This post has been many weeks in the making. After I finished The Luminaries, I picked up Matthew Quick's latest young adult novel, Forgive Me, Leonard Peacock. Quick wrote Silver Linings Playbook and also Boy 21, which I used quite a bit early in the school year with my students. I am trying to organize a way for students to do an author study, so I set off to find comparisons between the two titles. However, this turned into a theme study for myself, which has actually taken a lot out of me emotionally in the past few weeks. On the first page of this story, Leonard Peacock is taking a picture of his breakfast and a gun, and we learn he is planning on killing one of his classmates and then himself later that day.
Just like I teach my students, I need to take to writing to make sense of what I've been reading lately. This will be the first post in a series that focuses on how teenage violence is portrayed in literature.
I am incredibly liberal when it comes to kids reading what they want to read, especially my Brooklyn 8th graders who are not sheltered from life's truths. What I love about most young adult literature, and why I think it is unhealthy for teenagers to jump straight into a diet of adult books and classics when they enter high school at 14, is that most young adult authors respect, love, and honor teenagers and their experiences. These authors are courageous in going to the places that many teens are scared to bring to their parents. These authors understand social-emotional development and their books often feel like therapy. Their protagonists deal with real issues in real ways and generally find genuine, realistic resolution: peace, an ability to move forward, an understanding of change. These authors haven't forgotten the pain, anger, and intensity of what it feels like to be an adolescent. When kids skip straight to books with adult characters, they miss out on so many healthy learning experiences.

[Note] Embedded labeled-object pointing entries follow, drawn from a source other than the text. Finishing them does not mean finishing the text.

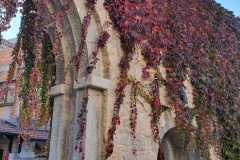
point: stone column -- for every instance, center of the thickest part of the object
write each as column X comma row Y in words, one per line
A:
column 96, row 87
column 61, row 122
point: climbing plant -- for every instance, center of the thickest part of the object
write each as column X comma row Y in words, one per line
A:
column 199, row 39
column 195, row 38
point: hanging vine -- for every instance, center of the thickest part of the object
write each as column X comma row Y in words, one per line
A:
column 198, row 38
column 195, row 38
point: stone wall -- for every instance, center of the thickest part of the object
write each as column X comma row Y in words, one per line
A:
column 100, row 86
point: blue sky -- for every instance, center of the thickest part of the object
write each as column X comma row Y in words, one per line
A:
column 233, row 5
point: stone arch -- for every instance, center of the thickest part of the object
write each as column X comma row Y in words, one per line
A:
column 69, row 26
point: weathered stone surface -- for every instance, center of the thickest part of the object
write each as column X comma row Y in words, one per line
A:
column 101, row 87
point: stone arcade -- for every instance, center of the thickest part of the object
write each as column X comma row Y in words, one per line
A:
column 68, row 94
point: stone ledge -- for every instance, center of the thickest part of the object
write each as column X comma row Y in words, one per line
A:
column 93, row 82
column 59, row 90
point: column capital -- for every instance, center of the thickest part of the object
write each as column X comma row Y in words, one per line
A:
column 93, row 82
column 59, row 89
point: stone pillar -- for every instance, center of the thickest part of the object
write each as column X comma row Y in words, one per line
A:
column 96, row 87
column 61, row 122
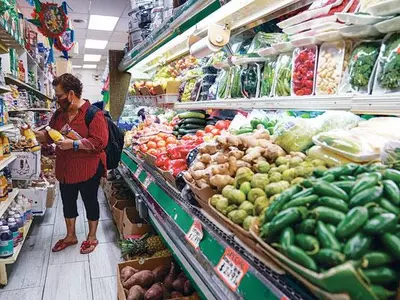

However, as I continued to read Forgive Me, Leonard Peacock, I felt more and more uncomfortable. For an adult, I consider that a good thing: our reading should rattle us sometimes and force us to consider perspectives and experiences we would not otherwise encounter. And actually, for young adults, I think this holds true most of the time, which is why I encourage my students to read books about people who are different from them. But there was something deeply unsettling about this 17 year old character that made me stop and ask: are my 13 year old students ready for this?
Quick's story telling does not shy away from harsh realities of our overly imperfect world: Leonard's parents are non-existent, which has left enormous scars and every time he allows himself to hope for understanding from his mother, she disappoints him again. He was abused by a peer. The ending of the story has hope, but it's not completely resolved and feels like a harsh (yet healthy) coming-of-age realization. Quick does provide two adults who support and understand Leonard, in the form of an elderly neighbor with whom he watches old films and his social studies teacher. These relationships also offer sound (not saccharin) advice to any teenager struggling with suicidal tendencies. I'm wondering if my uncomfortableness with the story comes from myself not fully realizing the depth of pain teenagers can face--and perhaps me wanting to think none of my 8th graders have reached this level yet--though, I know for a fact that's not true. And once I remember that fact, my uneasiness with the title makes me think that some teenagers need this story.
What I also realized, though, is that adults need this story, too--more so perhaps, than the page turning series that are so easy to devour (which also are important to read when you work with or have teenagers). Quick's book is hard to read, and that is why we must. Leonard Peacock's opinions about adults--surprisingly nuanced and mature--are the kinds of reminders adults need:
(Re: Vice Principal) Vice Principal Torres's face starts to turn eggplant purple as he says, "I don't have time for double talk this morning, Leonard." ...I was really trying to make a connection. I would have talked with him openly and honestly--no double talk at all--if he would have just sat down and taken a few minutes to be human. What's so important that he couldn't take five minutes to look up at the sky with me? (37)
(Re: Mother) Show me its possible to be an adult and be happy. Please (46).
(Re: School Counselor) Deep down she absolutely knows I'm bullshitting her, I'm sure of it. But she has a million problems to solve, hundreds of students who need her help, endless asshole parents to deal with, mountains of paperwork, meetings in that awful room with the round table and the window air-conditioning unit over the tropically hot boiler room, and so she knows the easiest thing to do is believe me. She's fulfilled her obligation, assuaged her conscience by finding me in the hallway and giving me the chance to freak out, and I've played my role too, by remaining calm, pretending to be okay, and therefore giving her permission to cross me off her things-to-do-list (97).
These quotes make me wonder if the title is actually coming from the voice of his peer-abuser or from the adults who didn't notice what was happening.
So, I am left thinking about a few things at this point. First, teenagers face incredible pain and as uncomfortable as some of the topics may be, books are part of the solution. Moreover, they need adults who can model how to be human in all its glory and hardship: how to be genuine with our emotions, have meaningful relationships, and how to find joy amidst the struggle.
1 comment:
Thanks for this thoughtful, thought provoking and well written post. I loved The Silver Linings Playbook and look forward to reading something very different by him. The book is in my shopping card!